Sans grande transition, est-ce que tu es d'accord avec l'idée que des acteurs spécialisés dans le motion capture devraient pouvoir concourir pour les grandes récompenses comme les Oscars ?
C'est difficile d'attribuer une performance en motion capture à la simple performance de l'acteur. C'est une relation symbiotique entre animateurs, programmateurs et acteurs. Chacun informe l'autre, et je pense que récompenser seulement l'acteur serait injuste envers les programmateurs et les animateurs qui donnent vie au personnage. Pour Gollum dans le Seigneur des Anneaux, par exemple, le personnage existait dans les livres et Andy a vraiment apporté quelque chose que seul lui pouvait apporter, mais il ne fait pas 1 mètre, et il n'a pas naturellement ces immenses yeux globuleux – donc oui, c'était une collaboration. Si on doit rajouter une catégorie aux Oscars, je ne pense pas qu'on puisse avoir simplement une catégorie acteur ou une catégorie technologie. Il faut trouver un compromis entre les deux.
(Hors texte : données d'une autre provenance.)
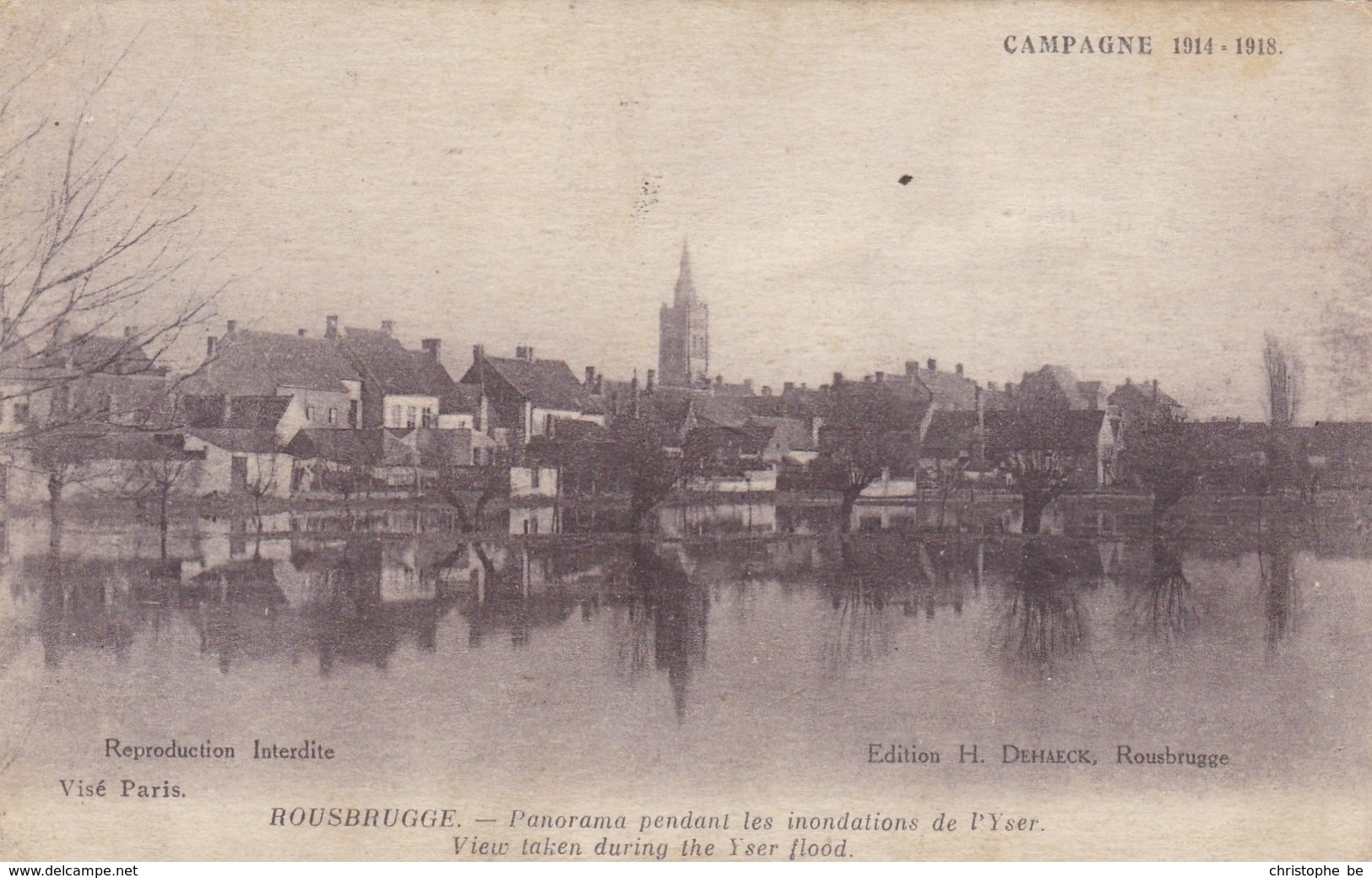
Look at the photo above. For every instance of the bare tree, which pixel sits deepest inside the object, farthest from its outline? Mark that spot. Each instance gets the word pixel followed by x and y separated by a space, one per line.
pixel 89 239
pixel 155 480
pixel 1040 476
Penses-tu que ce timing a eu à voir avec les réactions violentes à Jar Jar ? Vous expérimentiez des choses avec cette nouvelle technologie. Si Jar Jar était introduit aujourd'hui, avec la technologie actuelle, penses-tu qu'il aurait été mieux accepté ?
C'est vrai que les premiers seront toujours les derniers. C'est une question intéressante mais c'est difficile d'y répondre. Je sais que j'aurais probablement eu une meilleure carrière si Jar Jar était sorti aujourd'hui. C'était très compliqué pour moi d'expliquer exactement ce que je faisais. Personne ne pensait que j'étais, en tant qu'acteur, capable de donner de la vie à ce personnage ; tout le monde se disait que c'était du ressort du département des effets spéciaux. C'était un peu l'inverse du débat avec Andy. Tout le monde pense qu'Andy fait naître Gollum, et que les effets spéciaux ne font que suivre. Quant à moi, c'était les effets spéciaux qui faisaient naître Jar Jar, et j'étais juste le modèle. Aujourd'hui, on peut avoir une carrière dans le motion capture. Peter Jackson et Andy Serkis ont été des pionniers. Jackson s'est assuré que tout le monde sache qu'il y avait un acteur derrière Gollum. Je ne pense pas que Lucasfilm comprenait ça à l'époque, parce que c'était encore très nouveau.

En parlant de nouveauté, tu as affirmé ne pas avoir discuté avec J.J. Abrams à propos de Star Wars : Le Réveil de la Force, c'est bien ça ?
Non. D'ailleurs, je n'en ai pas envie.

Abrams a récemment blagué sur la possibilité de te rajouter au casting, peut-être en faisant un plan de tes ossements dans le sable. S'il t'appelait, tu serais intéressé ?
Non merci. J'ai eu mon expérience, j'ai fait mon truc. Maintenant, c'est à la nouvelle génération de prendre la relève. C'est au tour de John Boyega [l'une des stars du Réveil de la Force]. J'en ai fini avec ça. Je suis passé à autre chose, et ça me va très bien.

Penses-tu être arrivé à un moment dans ta carrière où les gens ont arrêté d'associer ton nom à celui de Jar Jar Binks ? As-tu réussi à passer à autre chose ?
Je ne sais pas. C'est une bonne question. On verra bien.